Flickr-Login-Schematic
The flickr start page for logged in users.

The contrast between these two pages is that the homepage is for visitors that do not know why they are there, and need guidance to get into the site and (hopefully) become paying members. Site members, however, are assumed to have “bought in,” and can handle a more complex interface. That said, I still think that more space should be given over to letting the user easily do the top three or four most common tasks, as opposed to providing (what I consider to be) a relatively painful set of drop-down Javascript menus.

What I like

I like flickr’s main page. It is simple, and gets a visitor into the content quickly through several different mechanisms. Fully 60% of the first page a new (potential) flickr user sees is given over to one or more forms of browsing the content on the site. This strikes me as an absolutely critical design decision if you are creating a SoCo site: new users are best attracted by the content that others created.

What I don’t like

I don’t like the fact that, as a logged-in user, I have so little space given over to interacting with the site. Only 20% of a logged-in user’s launch page is given over to controls; one control is given 4% of the screen real-estate, while another 30+ controls are hidden in a drop-down menu. As an inexperienced user, I don’t even know what those options are, and worse, have no idea what they are unless I go exploring. Given that Greenfoot has… 17 menu options total (where the “Help” menu has the most options of any of the menus), I can’t imagine creating an associated SoCo site that is harder to use than Greenfoot itself. That strikes me as wrong.
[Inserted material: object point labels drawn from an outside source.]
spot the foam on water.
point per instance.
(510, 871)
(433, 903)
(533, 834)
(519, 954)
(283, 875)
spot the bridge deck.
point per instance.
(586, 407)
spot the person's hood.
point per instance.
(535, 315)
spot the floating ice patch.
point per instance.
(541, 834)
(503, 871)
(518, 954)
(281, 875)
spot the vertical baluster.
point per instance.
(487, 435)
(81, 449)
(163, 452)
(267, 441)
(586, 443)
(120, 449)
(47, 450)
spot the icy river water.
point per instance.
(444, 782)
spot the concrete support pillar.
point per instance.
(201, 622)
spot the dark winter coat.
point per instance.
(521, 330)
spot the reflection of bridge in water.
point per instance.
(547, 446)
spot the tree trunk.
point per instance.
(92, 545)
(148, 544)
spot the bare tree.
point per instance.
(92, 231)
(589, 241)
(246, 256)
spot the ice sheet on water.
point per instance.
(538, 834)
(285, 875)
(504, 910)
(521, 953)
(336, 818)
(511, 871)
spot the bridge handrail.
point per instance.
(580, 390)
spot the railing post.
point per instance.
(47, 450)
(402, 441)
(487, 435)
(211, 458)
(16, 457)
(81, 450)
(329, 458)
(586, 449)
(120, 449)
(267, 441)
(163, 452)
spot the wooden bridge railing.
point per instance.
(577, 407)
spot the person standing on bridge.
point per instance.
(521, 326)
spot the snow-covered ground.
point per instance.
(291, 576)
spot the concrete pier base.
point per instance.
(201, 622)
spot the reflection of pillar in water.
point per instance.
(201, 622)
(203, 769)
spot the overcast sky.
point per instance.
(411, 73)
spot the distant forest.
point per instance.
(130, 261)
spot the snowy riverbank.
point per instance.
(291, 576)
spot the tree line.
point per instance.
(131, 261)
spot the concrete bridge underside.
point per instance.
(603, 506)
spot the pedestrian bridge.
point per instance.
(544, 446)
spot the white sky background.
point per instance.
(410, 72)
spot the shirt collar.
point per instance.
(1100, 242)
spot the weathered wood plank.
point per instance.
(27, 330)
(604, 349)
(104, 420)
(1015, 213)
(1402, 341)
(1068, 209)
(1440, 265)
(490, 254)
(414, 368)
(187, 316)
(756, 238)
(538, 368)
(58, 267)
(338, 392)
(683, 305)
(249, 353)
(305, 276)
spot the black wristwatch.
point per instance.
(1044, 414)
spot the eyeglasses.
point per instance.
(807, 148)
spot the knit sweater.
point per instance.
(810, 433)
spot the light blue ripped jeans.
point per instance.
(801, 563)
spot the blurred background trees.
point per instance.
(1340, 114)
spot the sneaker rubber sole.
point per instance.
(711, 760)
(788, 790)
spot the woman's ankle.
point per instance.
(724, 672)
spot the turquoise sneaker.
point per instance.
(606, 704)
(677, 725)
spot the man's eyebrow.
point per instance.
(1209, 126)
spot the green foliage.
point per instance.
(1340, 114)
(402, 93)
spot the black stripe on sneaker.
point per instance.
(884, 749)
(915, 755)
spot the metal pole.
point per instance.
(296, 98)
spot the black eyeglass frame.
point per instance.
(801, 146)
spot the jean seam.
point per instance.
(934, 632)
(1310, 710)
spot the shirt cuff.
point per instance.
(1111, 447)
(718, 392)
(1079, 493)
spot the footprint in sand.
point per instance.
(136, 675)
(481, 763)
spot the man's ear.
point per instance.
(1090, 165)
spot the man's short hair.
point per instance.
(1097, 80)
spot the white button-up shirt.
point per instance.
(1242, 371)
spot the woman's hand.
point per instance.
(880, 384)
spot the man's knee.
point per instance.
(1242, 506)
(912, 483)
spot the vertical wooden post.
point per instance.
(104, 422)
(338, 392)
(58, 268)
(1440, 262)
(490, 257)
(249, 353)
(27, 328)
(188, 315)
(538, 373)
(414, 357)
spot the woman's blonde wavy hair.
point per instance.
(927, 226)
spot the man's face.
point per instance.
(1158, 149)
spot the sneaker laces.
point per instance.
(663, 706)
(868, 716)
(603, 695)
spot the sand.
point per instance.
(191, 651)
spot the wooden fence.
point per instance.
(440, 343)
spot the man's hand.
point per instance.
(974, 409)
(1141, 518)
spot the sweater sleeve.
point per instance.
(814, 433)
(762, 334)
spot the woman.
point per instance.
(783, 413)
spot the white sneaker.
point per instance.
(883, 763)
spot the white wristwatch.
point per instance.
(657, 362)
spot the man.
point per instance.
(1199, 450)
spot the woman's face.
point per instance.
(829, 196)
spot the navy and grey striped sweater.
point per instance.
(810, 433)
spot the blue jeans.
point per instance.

I think too much space is given over to news (30%) and the browsing of content (30%) from this interface. Then again, perhaps the authors of flickr have discovered that it is important to use this much space to communicate with their users, and perhaps those thumbnail browsers are useful. I cannot say. But, for me, the biggest problem I see with the flickr site, once I’m logged in, is the lack of actionable space.

Summary

flickr represents a mature web app, with many users and many third-party clients that leverage it’s API. The web interface gets hit heavily by thousands upon thousands of users, and will warrant some revisiting. I’m particularly interested in the content manipulation options that exist in the menus (once logged in), as well as the mechanisms by which search through the content and tags is handled. This last point, I think, is important, as it represents a kind of website usability that I want to dwell on for a moment.
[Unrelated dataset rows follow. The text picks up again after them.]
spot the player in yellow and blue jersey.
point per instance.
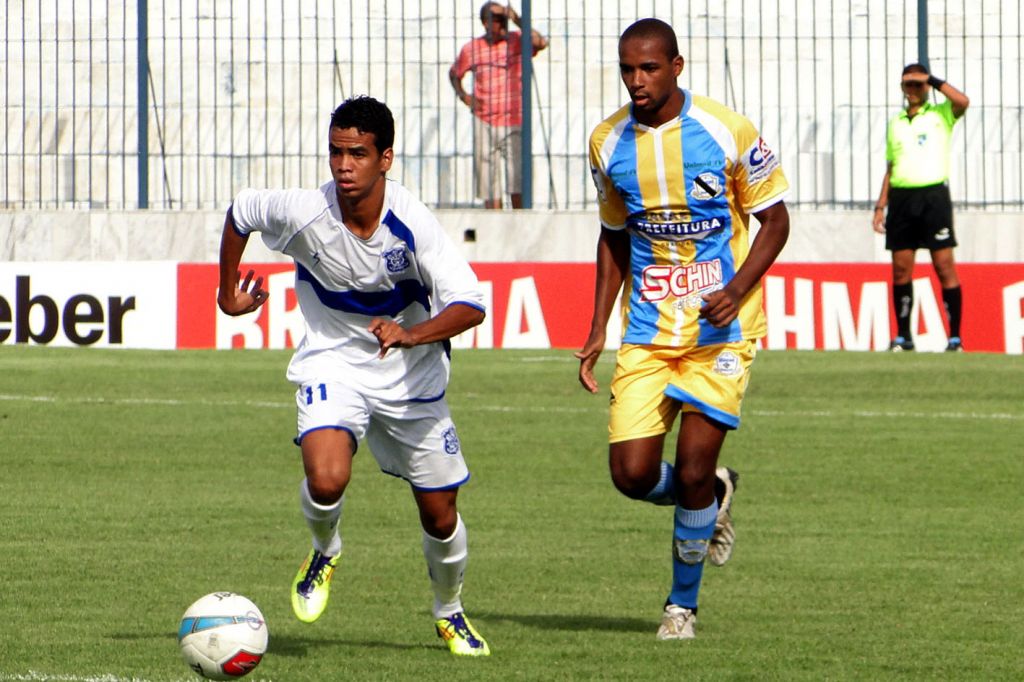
(678, 177)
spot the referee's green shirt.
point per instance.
(919, 147)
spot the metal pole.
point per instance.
(143, 108)
(527, 105)
(923, 33)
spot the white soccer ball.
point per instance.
(222, 636)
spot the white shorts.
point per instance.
(410, 439)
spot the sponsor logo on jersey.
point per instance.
(760, 162)
(680, 281)
(673, 225)
(706, 185)
(727, 364)
(451, 440)
(599, 183)
(395, 260)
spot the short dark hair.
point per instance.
(368, 116)
(485, 9)
(652, 29)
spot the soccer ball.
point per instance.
(222, 636)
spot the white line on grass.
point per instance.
(477, 407)
(36, 676)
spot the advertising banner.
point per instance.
(116, 304)
(825, 306)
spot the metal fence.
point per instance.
(239, 94)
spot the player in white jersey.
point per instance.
(381, 289)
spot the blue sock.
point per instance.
(693, 529)
(665, 492)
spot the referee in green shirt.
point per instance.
(915, 189)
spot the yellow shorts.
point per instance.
(652, 383)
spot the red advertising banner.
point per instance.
(548, 305)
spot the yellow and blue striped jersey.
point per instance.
(685, 192)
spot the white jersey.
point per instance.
(408, 270)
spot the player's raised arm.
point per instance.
(232, 298)
(453, 321)
(722, 306)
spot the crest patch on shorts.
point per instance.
(451, 440)
(727, 364)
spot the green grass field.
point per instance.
(880, 522)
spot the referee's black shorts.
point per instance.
(920, 218)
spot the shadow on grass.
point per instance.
(569, 623)
(289, 645)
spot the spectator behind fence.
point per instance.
(916, 190)
(496, 101)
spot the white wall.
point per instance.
(500, 237)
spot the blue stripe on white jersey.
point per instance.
(374, 304)
(399, 229)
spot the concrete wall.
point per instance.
(484, 237)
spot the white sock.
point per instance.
(446, 563)
(323, 521)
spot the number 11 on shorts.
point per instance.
(309, 393)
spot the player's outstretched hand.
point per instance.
(588, 358)
(247, 296)
(720, 307)
(390, 334)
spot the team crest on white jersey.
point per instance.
(395, 260)
(451, 440)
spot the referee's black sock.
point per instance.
(902, 302)
(953, 302)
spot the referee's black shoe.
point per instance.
(900, 344)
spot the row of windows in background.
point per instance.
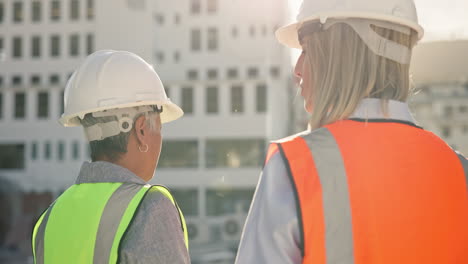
(36, 47)
(20, 105)
(219, 153)
(35, 80)
(192, 75)
(237, 102)
(187, 101)
(218, 201)
(22, 10)
(212, 37)
(231, 73)
(263, 29)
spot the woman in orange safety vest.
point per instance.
(364, 184)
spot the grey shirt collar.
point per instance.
(101, 171)
(370, 108)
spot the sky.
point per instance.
(441, 19)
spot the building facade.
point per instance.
(218, 60)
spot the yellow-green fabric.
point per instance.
(81, 216)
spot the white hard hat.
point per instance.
(110, 79)
(397, 13)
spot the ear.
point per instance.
(140, 128)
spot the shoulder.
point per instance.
(156, 200)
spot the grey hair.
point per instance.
(115, 146)
(344, 71)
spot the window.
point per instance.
(90, 9)
(195, 6)
(212, 6)
(187, 199)
(232, 73)
(212, 39)
(446, 132)
(261, 95)
(62, 102)
(61, 150)
(252, 73)
(195, 39)
(220, 202)
(159, 19)
(36, 13)
(212, 99)
(74, 45)
(42, 105)
(55, 46)
(1, 105)
(16, 80)
(448, 111)
(74, 9)
(179, 154)
(34, 151)
(212, 74)
(12, 156)
(160, 57)
(2, 10)
(234, 153)
(17, 12)
(167, 89)
(47, 150)
(76, 150)
(89, 44)
(192, 75)
(20, 105)
(54, 79)
(17, 47)
(275, 71)
(237, 99)
(55, 10)
(35, 80)
(35, 46)
(187, 100)
(234, 32)
(252, 31)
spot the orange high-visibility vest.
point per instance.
(377, 192)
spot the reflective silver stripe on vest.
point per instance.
(40, 235)
(336, 205)
(110, 220)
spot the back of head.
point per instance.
(345, 70)
(107, 93)
(356, 49)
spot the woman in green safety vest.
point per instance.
(111, 214)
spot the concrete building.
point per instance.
(219, 61)
(440, 74)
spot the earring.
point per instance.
(145, 150)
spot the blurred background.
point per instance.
(220, 62)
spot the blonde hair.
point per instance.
(344, 71)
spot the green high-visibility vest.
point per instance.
(87, 222)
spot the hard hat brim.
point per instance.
(170, 112)
(288, 35)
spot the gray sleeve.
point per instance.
(155, 235)
(271, 233)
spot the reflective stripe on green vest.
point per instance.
(88, 221)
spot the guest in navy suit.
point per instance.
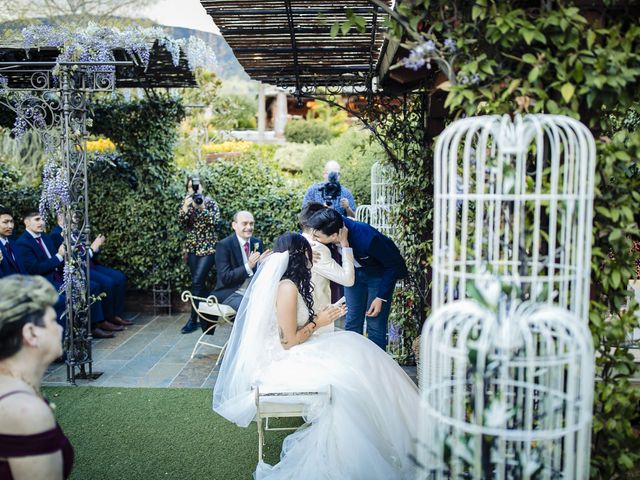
(379, 265)
(112, 282)
(9, 260)
(237, 257)
(39, 257)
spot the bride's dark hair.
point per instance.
(298, 270)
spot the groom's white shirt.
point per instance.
(326, 270)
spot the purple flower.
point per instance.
(450, 45)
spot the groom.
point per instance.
(379, 265)
(237, 257)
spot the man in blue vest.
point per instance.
(112, 282)
(39, 257)
(9, 260)
(379, 265)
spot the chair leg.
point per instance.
(195, 347)
(224, 347)
(260, 439)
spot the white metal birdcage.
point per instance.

This URL is clean and simple:

http://www.flickr.com/photos/tags/wombat/

It actually represents a search into the flickr database: it is a query over the tag ‘wombat’. The user does not see it as a query, it can be easily shared, and is easily mailed/etc. without it getting mangled due to a bunch of ugly in the query string. It is, in short, a human-readable, human-writable query.

A simple and easy-to-use tagging system seems to be at the heart of many successful SoCo sites. Letting users develop their own “folksonomy” is not only important, but perhaps one of the most important things that can emerge from such sites. I’ll look at tagging in SoCo sites in a single post that considers how it is done across a range of web apps; no doubt, there’s a good pool of scholarly and usability work in this space as well.